Chile, 1553: Araucanian Victory

It’s Christmas Day and Pedro de Valdivia wants presents of concubines and slaves to replace the encomienda Indians decimated by forced labor, mistreatment, and smallpox.  Lautaro, chief of the Araucanians, used to be Valdivia’s page.  While attending to Valdivia’s needs, he has also served the needs of his people by learning Spanish military tactics and their weaknesses.  Ingeniously, the Araucanians have tipped their lances with Spanish swords; they wear helmets and vests made of sealskin and whalebone.  They try to fight in the rain to make it difficult for the Spaniards to light the fuses of their arquebuses.

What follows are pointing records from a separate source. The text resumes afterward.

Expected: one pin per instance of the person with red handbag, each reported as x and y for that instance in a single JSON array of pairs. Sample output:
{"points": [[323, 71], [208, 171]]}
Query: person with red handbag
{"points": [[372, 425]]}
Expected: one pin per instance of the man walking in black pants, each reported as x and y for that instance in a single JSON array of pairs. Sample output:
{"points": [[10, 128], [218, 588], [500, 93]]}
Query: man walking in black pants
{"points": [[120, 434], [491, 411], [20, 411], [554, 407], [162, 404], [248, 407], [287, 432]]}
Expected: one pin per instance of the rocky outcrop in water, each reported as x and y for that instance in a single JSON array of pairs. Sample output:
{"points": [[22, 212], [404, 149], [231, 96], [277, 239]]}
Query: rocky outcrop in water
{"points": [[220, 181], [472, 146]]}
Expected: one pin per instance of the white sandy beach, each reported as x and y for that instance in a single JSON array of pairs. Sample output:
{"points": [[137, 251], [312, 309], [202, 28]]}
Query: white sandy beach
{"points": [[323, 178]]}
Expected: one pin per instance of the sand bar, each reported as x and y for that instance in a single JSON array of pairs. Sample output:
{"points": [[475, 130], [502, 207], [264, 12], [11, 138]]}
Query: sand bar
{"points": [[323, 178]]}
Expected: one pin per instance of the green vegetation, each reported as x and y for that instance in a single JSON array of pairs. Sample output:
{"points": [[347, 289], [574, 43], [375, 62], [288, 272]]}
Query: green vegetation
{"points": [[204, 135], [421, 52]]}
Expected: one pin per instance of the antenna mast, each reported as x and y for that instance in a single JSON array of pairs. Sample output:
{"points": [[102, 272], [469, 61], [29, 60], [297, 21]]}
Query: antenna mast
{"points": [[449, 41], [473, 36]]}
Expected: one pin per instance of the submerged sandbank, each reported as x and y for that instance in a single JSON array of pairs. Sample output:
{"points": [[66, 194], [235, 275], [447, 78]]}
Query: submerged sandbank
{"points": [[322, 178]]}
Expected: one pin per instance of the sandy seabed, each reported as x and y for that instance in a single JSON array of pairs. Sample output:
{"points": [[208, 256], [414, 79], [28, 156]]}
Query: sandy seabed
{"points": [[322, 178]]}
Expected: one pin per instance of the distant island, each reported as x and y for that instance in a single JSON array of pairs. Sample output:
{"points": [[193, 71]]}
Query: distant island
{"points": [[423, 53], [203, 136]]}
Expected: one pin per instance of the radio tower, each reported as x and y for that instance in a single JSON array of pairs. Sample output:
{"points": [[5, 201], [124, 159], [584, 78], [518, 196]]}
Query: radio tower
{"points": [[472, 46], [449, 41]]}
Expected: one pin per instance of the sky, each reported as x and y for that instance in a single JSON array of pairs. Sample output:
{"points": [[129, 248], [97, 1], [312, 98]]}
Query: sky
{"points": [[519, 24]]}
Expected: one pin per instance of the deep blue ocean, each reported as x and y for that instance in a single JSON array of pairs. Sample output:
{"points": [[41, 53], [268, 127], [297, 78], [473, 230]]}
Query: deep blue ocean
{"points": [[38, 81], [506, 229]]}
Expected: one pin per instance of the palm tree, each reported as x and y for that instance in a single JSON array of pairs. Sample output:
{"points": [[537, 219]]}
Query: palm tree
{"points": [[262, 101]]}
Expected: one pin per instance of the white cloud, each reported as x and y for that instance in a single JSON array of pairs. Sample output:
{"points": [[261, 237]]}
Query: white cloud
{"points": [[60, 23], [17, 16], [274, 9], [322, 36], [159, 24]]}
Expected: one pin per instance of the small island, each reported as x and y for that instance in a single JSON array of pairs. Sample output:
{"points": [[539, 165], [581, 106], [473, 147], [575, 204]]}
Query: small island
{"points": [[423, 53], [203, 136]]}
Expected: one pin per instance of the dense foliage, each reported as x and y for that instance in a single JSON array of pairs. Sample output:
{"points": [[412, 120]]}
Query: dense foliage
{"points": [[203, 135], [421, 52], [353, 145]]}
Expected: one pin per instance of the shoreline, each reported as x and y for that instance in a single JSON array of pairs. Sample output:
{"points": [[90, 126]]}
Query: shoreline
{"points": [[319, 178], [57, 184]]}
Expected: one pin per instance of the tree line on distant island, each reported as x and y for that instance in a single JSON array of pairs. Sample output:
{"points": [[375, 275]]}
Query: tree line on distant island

Lautaro lures Valdivia and his fifty men into a trap.  No Spaniard survives.  Some say Valdivia died in battle, his severed head on the tip of an Araucanian lance made of metal forged in Seville.  Other say the Araucanians poured molten gold down his throat because that’s what he thirsted for so badly.  Still others say it was Araucanian soil that filled his stomach until he burst.  No matter.  Whichever is true, he received in death exactly what he lusted for in life, some say what he deserved.


-Brian Loveman, Chile, 53; Eduardo Galeano, Memories of Fire: Genesis, 119-120

Spanish Atrocities

Spanish abuses against the indigenous population became so numerous and ghastly that even the Spanish king became shocked.  The priests profited from enforced labor, and the conquistadors killed and maimed far beyond what was needed for military reasons.